Survei Ombudsman NTT, Polres Nagekeo Masuk Kategori Kualitas Rendah

NTTHits.com Kupang - Kepolisian Resor (Polres) Nagekeo, jajaran Kepolisian Daerah (Polda) Nusa Tenggara Timur (NTT) adalah satu-satunya Polres yang memperoleh penilaian kualitas rendah berdasar hasil survei tim Ombudsman terkait tingkat kepatuhan standar pelayanan publik.
Khusus Polda NTT, penilaian dilakukan selama periode Agustus-November 2022 di mana pengambilan data bagi seluruh Polres dilaksanakan oleh tim penilai dari Kantor Perwakilan Ombudsman NTT. Hasil survey tersebut, Polres Nagakeo?masuk dalam kategori D dengan interval nilai 32.00-53.99 dengan score 49.62. Hasil ini menunjukan masih adanya Polres dengan hasil penilaian kepatuhan rendah.
"Saya sangat berharap reaksi positif bagi Polres-Polres yang masih mendapat score penilaian rendah dan memiliki semangat untuk keluar dari score rendah serta menjadikan hasil survei sebagai bahan evaluasi guna perbaikan pelayanan Polres pada masa yang akan datang.," kata Kepala Ombudsman RI Perwakilan NTT, Darius Beda Daton, Senin, 6 Pebruari 2023.
Adapun beberapa Polres yang belum memperoleh score penilaian tinggi dan tertinggi disebabkan oleh faktor-faktor sebagai berikut, pertama; Polres belum menyajikan informasi standar pelayanan secara elektronik baik itu melalui laman resmi Polres maupun maupun media elektronik lain, termasuk sosial media.
Kedua; Polres belum memiliki standar pelayanan atas jenis layanan yang diselenggarakan. Ketiga; Polres belum memiliki sarana dan sistem pelayanan bagi pengguna layanan yang berkebutuhan khusus.
Keempat; Polres belum memiliki sistem pengelolaan pengaduan sarana, mekanisme prosedur dan pejabat pengelola pengaduan. Kelima; Polres belum memiliki sarana pengukuran kepuasan masyarakat.
Keenam; Anggota Polres belum memiliki pengetahuan dasar terkait pelayanan publik. Ketujuh; Polres belum memiliki kecukupan sumber daya manusia (SDM) maupun sarana prasarana penunjang pelayanan publik.
Penilaian penyelenggaraan pelayanan publik ini merupakan salah satu upaya pencegahan maladministrasi dengan menilai kondisi penyelenggaraan pelayanan publik secara komprehensif dimana menghasilkan opini pengawasan pelayanan publik yang dijadikan acuan kualitas pelayanan kepolisian.

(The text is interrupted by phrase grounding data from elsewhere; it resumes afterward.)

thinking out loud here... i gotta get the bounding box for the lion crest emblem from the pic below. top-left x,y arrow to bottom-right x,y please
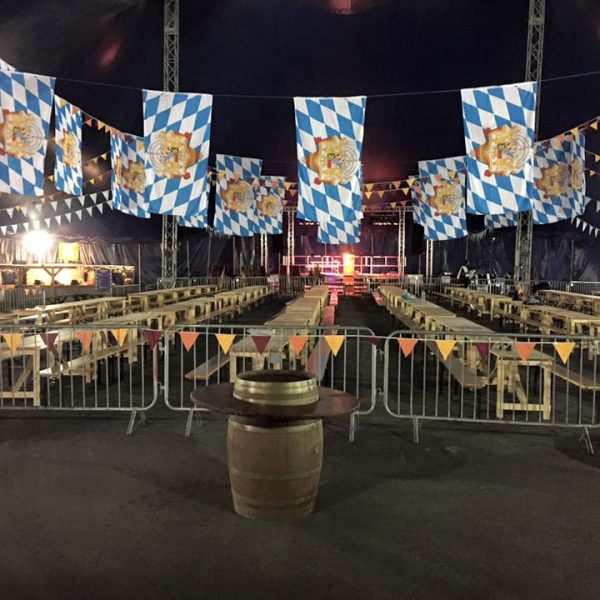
222,179 -> 256,213
148,130 -> 201,179
569,157 -> 584,193
305,136 -> 359,185
535,163 -> 568,199
429,181 -> 463,215
257,193 -> 282,217
0,110 -> 45,159
474,125 -> 530,177
57,131 -> 81,168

Sementara, dari 21 Polres tersebut, terdapat satu Polres yang memperoleh score kualitas tertinggi kategori A dengan interval nilai 88.00-100.00 yaitu Polres Manggarai dengan score 88.73.

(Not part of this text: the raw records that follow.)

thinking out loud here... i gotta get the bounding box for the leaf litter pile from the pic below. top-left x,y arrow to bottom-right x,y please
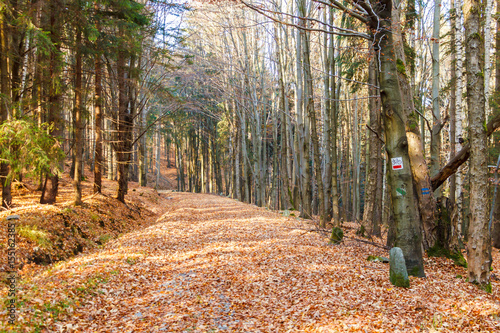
2,190 -> 500,332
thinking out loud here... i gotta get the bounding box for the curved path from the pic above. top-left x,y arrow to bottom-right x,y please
30,193 -> 500,332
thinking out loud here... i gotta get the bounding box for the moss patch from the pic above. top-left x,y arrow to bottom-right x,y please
396,58 -> 407,77
356,225 -> 366,237
477,281 -> 492,294
390,270 -> 410,288
329,227 -> 344,244
427,245 -> 467,268
18,225 -> 51,248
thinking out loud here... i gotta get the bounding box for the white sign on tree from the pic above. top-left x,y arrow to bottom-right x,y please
391,157 -> 403,170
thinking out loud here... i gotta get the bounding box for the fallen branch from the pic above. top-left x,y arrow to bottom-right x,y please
344,236 -> 389,250
283,226 -> 389,250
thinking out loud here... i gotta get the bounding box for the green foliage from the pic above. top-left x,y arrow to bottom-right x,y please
477,281 -> 492,293
0,119 -> 65,180
98,234 -> 112,245
403,42 -> 416,76
17,226 -> 51,248
216,112 -> 230,149
126,257 -> 138,265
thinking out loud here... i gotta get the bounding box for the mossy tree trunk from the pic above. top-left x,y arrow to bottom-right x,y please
371,0 -> 425,277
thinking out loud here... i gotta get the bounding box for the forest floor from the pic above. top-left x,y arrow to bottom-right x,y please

Hasil penilaian ini linear dengan statistik pengaduan masyarakat ke Ombudsman NTT selama dua tahun terakhir yang mencatat Polres Manggarai zero complain. Pun demikian pengaduan masyarakat ke Itwasda Polda NTT terkait layanan Polres Manggarai yang terkonfirmasi minim komplain.
Diikuti lima Polres yang memperoleh score kualias tinggi kategori B dengan interval nilai 78.00-87.99 antara lain Polres Kupang Kota dengan score 86.23, Polres Sumba Timur dengan score 82.04, Polres Belu dengan score 81.34, Polres Lembata dengan score 79.04 dan Polres Flores Timur dengan score 78.07.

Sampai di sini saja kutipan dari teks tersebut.